Oui, c’est même conseillé ! Le lapin à l’Italienne gagne en profondeur après une nuit au réfrigérateur. Les saveurs des herbes et de l’ail imprègnent mieux la chair lors d’un réchauffage lent le lendemain, ce qui rend la viande encore plus tendre.
Quelle est la meilleure température pour le four ?
Une température de 180°C est idéale pour cette recette. Elle permet de maintenir une cuisson constante sans agresser la viande, garantissant ainsi que le lapin conserve toute sa jutosité tout en cuisant à cœur de manière uniforme.
Est-il possible d’utiliser du vin à la place du bouillon ?
Absolument, le vin blanc sec est un excellent substitut. Il apporte une acidité bienvenue qui contraste avec la douceur de l’ail rôti. Utilisez un vin que vous appréciez boire, car la cuisson concentrera ses arômes dans la sauce finale.
Comment savoir si le lapin est parfaitement cuit ?
Le lapin est cuit lorsque la chair se détache facilement de l’os. Si vous utilisez une fourchette, une légère pression doit suffire à séparer les fibres. La couleur doit être opaque et le jus qui s’écoule doit être clair.
Peut-on cuisiner cette recette sans cocotte en fonte ?
Oui, vous pouvez utiliser une sauteuse avec un couvercle épais, mais vous devrez être plus vigilant sur la gestion de la température. La fonte a l’avantage de la répartition uniforme, donc si vous utilisez un autre matériau, baissez légèrement le feu pour éviter les points de chauffe.
Lapin à l’Italienne
Un plat familial et réconfortant où le lapin est mijoté avec des herbes aromatiques, de l’ail et du bouillon dans une cocotte.
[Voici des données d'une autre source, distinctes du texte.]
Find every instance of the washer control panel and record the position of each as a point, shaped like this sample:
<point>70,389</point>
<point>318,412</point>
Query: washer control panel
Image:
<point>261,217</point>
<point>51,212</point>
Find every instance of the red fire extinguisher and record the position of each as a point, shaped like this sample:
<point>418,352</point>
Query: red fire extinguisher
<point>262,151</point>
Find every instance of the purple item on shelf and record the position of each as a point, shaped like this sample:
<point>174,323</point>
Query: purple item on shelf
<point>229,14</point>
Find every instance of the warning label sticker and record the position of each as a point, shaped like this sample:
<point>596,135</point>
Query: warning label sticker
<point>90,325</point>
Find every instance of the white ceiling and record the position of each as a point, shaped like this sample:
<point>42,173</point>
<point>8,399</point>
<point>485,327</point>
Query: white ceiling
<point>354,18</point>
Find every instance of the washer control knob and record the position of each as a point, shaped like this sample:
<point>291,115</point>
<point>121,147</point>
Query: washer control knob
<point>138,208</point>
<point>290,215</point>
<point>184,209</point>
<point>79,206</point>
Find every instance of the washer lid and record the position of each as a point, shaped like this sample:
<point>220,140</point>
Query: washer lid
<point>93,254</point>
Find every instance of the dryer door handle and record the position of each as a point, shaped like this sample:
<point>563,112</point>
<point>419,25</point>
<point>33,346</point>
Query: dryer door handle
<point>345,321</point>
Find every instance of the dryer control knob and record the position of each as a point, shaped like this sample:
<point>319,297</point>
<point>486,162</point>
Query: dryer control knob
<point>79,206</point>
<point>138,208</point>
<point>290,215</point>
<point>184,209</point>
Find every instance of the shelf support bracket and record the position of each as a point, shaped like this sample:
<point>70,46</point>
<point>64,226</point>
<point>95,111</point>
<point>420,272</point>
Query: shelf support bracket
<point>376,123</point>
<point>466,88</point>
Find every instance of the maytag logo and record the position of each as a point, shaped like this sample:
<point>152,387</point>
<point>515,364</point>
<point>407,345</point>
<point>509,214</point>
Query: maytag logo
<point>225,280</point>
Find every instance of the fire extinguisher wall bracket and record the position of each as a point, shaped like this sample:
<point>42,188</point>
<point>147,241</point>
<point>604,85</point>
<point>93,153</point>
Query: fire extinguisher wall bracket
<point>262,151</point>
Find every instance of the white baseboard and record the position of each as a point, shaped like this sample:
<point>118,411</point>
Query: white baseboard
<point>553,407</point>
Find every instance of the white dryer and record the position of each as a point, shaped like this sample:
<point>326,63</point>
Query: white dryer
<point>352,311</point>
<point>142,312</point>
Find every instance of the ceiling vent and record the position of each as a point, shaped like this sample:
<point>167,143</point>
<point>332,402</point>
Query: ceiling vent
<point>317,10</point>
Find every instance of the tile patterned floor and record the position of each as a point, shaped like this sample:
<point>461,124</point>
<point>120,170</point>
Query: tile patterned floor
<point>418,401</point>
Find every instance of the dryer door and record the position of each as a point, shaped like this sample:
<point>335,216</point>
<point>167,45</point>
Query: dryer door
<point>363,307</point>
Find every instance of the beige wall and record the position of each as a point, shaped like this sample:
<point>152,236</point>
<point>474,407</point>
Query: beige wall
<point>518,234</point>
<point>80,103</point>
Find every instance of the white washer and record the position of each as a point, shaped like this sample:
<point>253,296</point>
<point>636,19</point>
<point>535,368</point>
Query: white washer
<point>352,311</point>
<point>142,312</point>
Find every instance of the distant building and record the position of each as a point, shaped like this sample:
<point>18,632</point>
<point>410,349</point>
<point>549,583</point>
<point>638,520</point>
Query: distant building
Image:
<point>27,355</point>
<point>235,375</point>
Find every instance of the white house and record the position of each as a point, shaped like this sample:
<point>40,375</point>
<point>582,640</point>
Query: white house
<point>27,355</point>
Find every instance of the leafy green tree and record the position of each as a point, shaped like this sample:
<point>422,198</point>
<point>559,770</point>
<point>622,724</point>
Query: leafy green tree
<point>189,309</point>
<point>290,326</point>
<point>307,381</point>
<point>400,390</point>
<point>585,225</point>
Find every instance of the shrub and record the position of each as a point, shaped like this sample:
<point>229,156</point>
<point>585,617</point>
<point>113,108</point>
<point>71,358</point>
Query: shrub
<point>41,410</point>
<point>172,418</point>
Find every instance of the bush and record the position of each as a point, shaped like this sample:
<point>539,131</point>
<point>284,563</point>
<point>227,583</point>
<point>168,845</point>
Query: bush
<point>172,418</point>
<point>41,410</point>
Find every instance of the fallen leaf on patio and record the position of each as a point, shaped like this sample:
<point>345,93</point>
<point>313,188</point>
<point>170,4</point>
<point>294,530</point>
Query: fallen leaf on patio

- 1 lapin coupé en morceaux
- 4 brins de romarin
- 1 feuille de laurier
- 4 gousses d’ail en chemise
- 2 cuillères à soupe d’huile d’olive
- 150 ml de bouillon de légumes
- Sel et poivre du moulin
- 1Préchauffez votre four à 180°C. Salez et poivrez généreusement les morceaux de lapin.
- 2Dans une cocotte allant au four, faites chauffer l’huile d’olive. Ajoutez l’ail, le romarin et le laurier. Faites revenir 5 minutes.
- 3Augmentez le feu et ajoutez le lapin. Faites dorer chaque face pendant 10 à 12 minutes.
- 4Versez la moitié du bouillon et portez à ébullition. Couvrez et enfournez pour 15 minutes.
- 5Arrosez avec le reste du bouillon et poursuivez la cuisson au four pendant 15 à 20 minutes, en arrosant régulièrement.
- 6Laissez reposer 5 à 10 minutes avant de servir.